Bidirectional Awareness Induction in Autoregressive Seq2Seq Models
This addresses a key limitation in autoregressive models for tasks like vision and NLP, offering an incremental improvement that enhances performance across multiple architectures and tasks.
The paper tackles the problem of error propagation and computational inefficiency in autoregressive sequence-to-sequence models by introducing Bidirectional Awareness Induction (BAI), a training method that enables bidirectional learning without breaking autoregressive constraints, resulting in improvements such as up to 2.4 CIDEr in image-captioning, 4.96 BLEU in machine translation, and 1.16 ROUGE in text summarization.
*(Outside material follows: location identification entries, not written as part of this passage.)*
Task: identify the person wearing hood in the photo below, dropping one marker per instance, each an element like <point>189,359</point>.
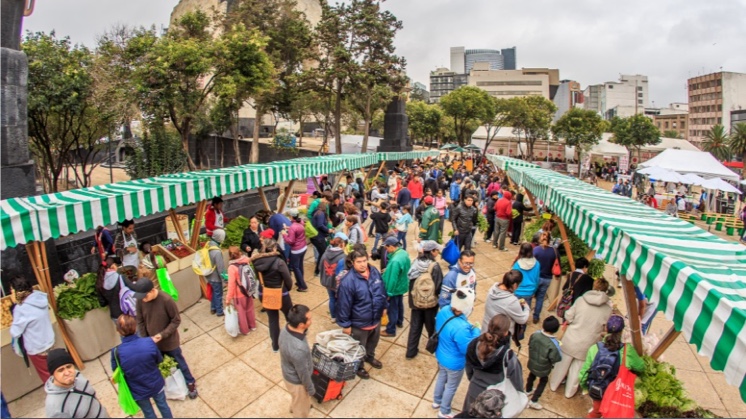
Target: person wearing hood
<point>275,274</point>
<point>501,299</point>
<point>238,295</point>
<point>396,282</point>
<point>423,316</point>
<point>69,393</point>
<point>460,275</point>
<point>485,358</point>
<point>455,333</point>
<point>31,322</point>
<point>584,324</point>
<point>330,260</point>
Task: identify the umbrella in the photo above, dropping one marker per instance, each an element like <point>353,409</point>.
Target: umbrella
<point>720,185</point>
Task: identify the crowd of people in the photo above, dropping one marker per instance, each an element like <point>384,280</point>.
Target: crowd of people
<point>365,301</point>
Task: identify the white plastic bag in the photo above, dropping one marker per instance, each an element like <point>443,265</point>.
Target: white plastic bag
<point>231,321</point>
<point>176,388</point>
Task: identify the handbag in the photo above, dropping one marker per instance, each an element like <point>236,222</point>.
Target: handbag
<point>432,342</point>
<point>619,397</point>
<point>271,297</point>
<point>126,401</point>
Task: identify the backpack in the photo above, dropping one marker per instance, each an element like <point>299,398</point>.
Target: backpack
<point>202,265</point>
<point>127,301</point>
<point>423,289</point>
<point>603,371</point>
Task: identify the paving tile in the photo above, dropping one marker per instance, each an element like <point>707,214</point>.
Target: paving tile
<point>378,401</point>
<point>203,355</point>
<point>234,378</point>
<point>419,371</point>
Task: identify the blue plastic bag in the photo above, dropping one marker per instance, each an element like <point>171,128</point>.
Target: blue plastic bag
<point>450,252</point>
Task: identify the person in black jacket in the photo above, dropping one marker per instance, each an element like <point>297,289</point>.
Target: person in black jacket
<point>275,274</point>
<point>485,356</point>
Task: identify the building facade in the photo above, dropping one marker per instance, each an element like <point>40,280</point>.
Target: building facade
<point>712,98</point>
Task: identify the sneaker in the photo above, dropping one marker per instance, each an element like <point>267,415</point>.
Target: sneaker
<point>535,405</point>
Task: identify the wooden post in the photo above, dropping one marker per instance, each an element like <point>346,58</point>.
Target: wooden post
<point>667,340</point>
<point>632,313</point>
<point>285,197</point>
<point>175,220</point>
<point>264,199</point>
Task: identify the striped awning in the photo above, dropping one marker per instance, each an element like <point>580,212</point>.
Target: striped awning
<point>39,218</point>
<point>697,279</point>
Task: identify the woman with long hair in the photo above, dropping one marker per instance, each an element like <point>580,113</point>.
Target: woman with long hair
<point>485,357</point>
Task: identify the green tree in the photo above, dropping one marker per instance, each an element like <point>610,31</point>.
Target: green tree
<point>469,106</point>
<point>580,128</point>
<point>636,132</point>
<point>738,143</point>
<point>717,143</point>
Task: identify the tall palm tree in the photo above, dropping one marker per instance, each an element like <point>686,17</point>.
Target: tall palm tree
<point>738,143</point>
<point>716,142</point>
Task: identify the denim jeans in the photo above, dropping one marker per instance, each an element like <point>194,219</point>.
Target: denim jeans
<point>181,363</point>
<point>396,313</point>
<point>296,265</point>
<point>217,297</point>
<point>541,292</point>
<point>160,401</point>
<point>445,387</point>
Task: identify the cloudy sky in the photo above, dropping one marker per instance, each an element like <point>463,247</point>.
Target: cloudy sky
<point>590,41</point>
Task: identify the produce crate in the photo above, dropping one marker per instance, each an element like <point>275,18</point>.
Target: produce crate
<point>335,370</point>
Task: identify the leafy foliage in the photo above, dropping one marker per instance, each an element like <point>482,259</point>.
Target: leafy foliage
<point>74,301</point>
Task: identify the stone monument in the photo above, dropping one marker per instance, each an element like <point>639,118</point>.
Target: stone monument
<point>395,128</point>
<point>16,167</point>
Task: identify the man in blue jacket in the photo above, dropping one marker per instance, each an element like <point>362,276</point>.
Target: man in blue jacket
<point>361,302</point>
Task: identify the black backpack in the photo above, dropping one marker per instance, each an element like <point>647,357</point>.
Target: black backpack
<point>603,371</point>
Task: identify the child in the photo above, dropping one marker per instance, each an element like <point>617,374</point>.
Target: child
<point>543,353</point>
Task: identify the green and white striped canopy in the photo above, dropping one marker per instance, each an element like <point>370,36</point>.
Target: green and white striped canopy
<point>697,279</point>
<point>39,218</point>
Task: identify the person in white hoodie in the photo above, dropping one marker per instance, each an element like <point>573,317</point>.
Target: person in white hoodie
<point>585,322</point>
<point>31,323</point>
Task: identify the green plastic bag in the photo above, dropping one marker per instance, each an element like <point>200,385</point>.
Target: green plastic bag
<point>126,401</point>
<point>167,286</point>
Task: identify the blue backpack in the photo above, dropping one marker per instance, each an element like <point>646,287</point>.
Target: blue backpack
<point>603,371</point>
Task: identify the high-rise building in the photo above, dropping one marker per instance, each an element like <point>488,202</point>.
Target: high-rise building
<point>712,98</point>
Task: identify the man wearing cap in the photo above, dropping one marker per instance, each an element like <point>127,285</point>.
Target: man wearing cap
<point>397,283</point>
<point>69,393</point>
<point>158,318</point>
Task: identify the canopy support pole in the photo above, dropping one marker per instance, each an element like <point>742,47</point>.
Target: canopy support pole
<point>667,340</point>
<point>38,256</point>
<point>632,313</point>
<point>263,197</point>
<point>174,220</point>
<point>285,197</point>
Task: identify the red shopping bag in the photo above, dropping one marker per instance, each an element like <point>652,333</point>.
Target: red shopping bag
<point>619,397</point>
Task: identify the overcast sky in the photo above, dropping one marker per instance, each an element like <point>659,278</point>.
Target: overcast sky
<point>590,41</point>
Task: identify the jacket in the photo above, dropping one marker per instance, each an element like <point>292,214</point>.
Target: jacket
<point>456,278</point>
<point>586,318</point>
<point>31,320</point>
<point>543,353</point>
<point>395,277</point>
<point>328,266</point>
<point>634,362</point>
<point>430,225</point>
<point>360,301</point>
<point>139,359</point>
<point>77,402</point>
<point>454,338</point>
<point>530,269</point>
<point>274,270</point>
<point>500,301</point>
<point>464,218</point>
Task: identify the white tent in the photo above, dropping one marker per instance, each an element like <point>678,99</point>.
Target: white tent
<point>700,163</point>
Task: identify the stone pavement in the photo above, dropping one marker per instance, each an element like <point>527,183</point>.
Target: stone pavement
<point>241,377</point>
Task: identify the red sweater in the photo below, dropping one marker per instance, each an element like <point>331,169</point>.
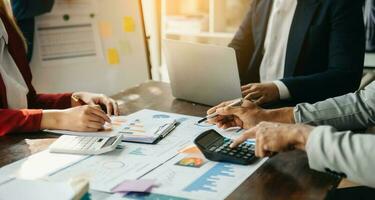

Autoregressive Sequence-To-Sequence models are the foundation of many Deep Learning achievements in major research fields such as Vision and Natural Language Processing. Despite that, they still present significant limitations. For instance, when errors occur in the early steps of the prediction, the whole output is severely affected. Such reliance on previously predicted tokens and the inherent computational unfriendliness of sequential algorithms, motivated researchers to explore different architectures and methods in the search for bidirectional approaches. In this work, we introduce the Bidirectional Awareness Induction (BAI), a training method that leverages a subset of elements in the network, the Pivots, to perform bidirectional learning without breaking the autoregressive constraints. To showcase its flexibility, we apply the method to three architectures, the Transformer, ExpansionNet v2 and GPT, then perform experiments over three tasks. Experimental results showcase BAI's effectiveness on all selected tasks and architectures. In particular, we observed an increase of up to 2.4 CIDEr in Image-Captioning, 4.96 BLEU in Neural Machine Translation, and 1.16 ROUGE in Text Summarization compared to the respective baselines. Notably, BAI not only has a positive impact on models trained from scratch but on pre-trained models as well. Such an aspect, combined with the absence of architectural requirements synergizes well with the current trend of LLMs.